ELVEDA LİBERAL İNSAN HAKLARI
İsveç’in ırkçı partinin dışarıdan desteği ile kurulan sağcı koalisyon hükümeti de entegrasyon alanında bir paradigma değişimi için kolları sıvamıştı. Devlet tarafından oluşturulan ve göçmenlerin kendi ülkelerine dönmeleri için neler yapılabilir başlıklı çalışmanın sonuçları ağustos ayı içerisinde sonuçlarını açıkladı. Araştırmayı yapan Joakim Ruist geri dönüşü özendirmek için atılacak adımlar ve vereceği sinyallerin ortaya çıkartacağı olumsuzluklara dikkat çekerek ‘bu grupların’ diğer insanlar tarafından istenmeyenler olarak görülmesine neden olabileceğini ve bunun da entegre olma isteğine darbe vuracağını belirtiyordu. Ancak sağcı hükümet bu uyarılara kulak asmak yerine özendirici adımlar için harekete geçilmesine karar verdi
İsveç’te kendi ülkesine kesin dönüş yapmaya karar veren ve İsveç’te süresiz oturma ve çalışma iznine sahip olan göçmenlere her bir yetişkin için on bin kron yaklaşık otuz beş bin lira (toplamda kırk bin kronu geçmemek kaydı ile) ve çocuklar için ise beş bin kron (yaklaşık on yedi bin beş yüz lira yardım başvurusu yapılabiliyordu. İşte sağcı hükümet geri dönüşü özendirmek için bu miktarı kişi başına üç yüz elli bin krona (yaklaşık bir milyon yüz elli bin lira) çıkartıyordu. Hükümet bu yöndeki adımlara eleştirel bakanlara ‘hiçbir şey yapmamak’ daha kötü sonuçlar doğurabilir derken yılda toplam bin üç yüz kişinin geri dönmesini ve bunun için bütçeden toplam da üç yıl için iki buçuk milyar kron ayrıldığını açıkladı.

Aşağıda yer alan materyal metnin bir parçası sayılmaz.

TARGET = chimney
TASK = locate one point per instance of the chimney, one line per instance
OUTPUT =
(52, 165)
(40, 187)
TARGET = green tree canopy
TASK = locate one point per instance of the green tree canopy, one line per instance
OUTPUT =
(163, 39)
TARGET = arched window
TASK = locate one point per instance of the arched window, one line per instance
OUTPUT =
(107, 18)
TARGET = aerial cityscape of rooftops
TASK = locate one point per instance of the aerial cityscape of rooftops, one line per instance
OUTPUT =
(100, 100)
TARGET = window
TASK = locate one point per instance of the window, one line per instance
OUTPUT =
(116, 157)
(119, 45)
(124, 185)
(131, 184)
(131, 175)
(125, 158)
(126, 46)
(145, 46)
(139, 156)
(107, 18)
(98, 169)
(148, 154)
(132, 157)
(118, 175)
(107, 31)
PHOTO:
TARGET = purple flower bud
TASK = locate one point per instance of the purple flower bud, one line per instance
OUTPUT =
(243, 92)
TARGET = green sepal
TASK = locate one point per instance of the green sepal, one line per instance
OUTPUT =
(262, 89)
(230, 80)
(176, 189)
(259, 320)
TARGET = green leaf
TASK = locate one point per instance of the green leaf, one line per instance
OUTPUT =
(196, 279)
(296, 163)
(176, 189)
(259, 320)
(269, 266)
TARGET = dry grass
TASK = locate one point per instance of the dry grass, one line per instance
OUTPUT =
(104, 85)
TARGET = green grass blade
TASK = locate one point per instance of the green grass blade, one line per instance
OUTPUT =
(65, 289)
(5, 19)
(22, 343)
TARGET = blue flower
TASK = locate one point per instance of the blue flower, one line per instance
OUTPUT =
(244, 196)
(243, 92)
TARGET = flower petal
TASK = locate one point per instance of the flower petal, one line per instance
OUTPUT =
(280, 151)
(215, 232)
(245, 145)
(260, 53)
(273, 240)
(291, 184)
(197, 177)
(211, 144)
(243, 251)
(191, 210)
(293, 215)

Ana muhalefet partisi Sosyal Demokrat İşçi Partisi hükümetin bu yöndeki adımlarının ülkede yaşayan göçmenlerin kendilerini istenmeyen gruplar olarak görmesinin ortaya çıkaracağı sonuçlarına dikkat çekiyor ve bunun bedeli çok ağır olabilir diyor. Konuyla ilgili açıklama yapan Sosyal Demokrat Milletvekili Anders Ygeman bu yönde adımlar atmanın insanlara çok yanlış sinyaller vereceğini söylüyor ve risklere dikkat çekiyor Bu adımın toplumsal maliyeti hükümetin planladıklarından çok daha büyük olabilir diyor.
İsveç meclisinde temsil edilen sol parti ve merkez parti de hükümetin bu yöndeki adımlarını eleştiriyor ve ‘hükümetin insanlardan ümidini kesmesinin kabul edilmez olduğunu belirterek yapılması gereken şey genel olarak eğitime özel olarak göçmenler için dil eğitimine ve iş olanakları yaratılmasına yönelik adımların atılması olduğunu söylüyorlar.
Sol parti milletvekili ve entegrasyon politikaları sözcüsü Tony Haddou yaptığı açıklamada yapılan bu harcamaların çok da fazla bir karşılığı olmadığını görecekler diyor ve ekliyor ‘sağlık hizmetlerinde yaşanan kriz derinleşir ve kemer sıkma politikaları bütün ülke genelinde hızla devam ederken hükümet parayı buralara değil entegrasyona darbe vurması muhtemel bir şeye kullanmayı tercih ediyor’ diyor.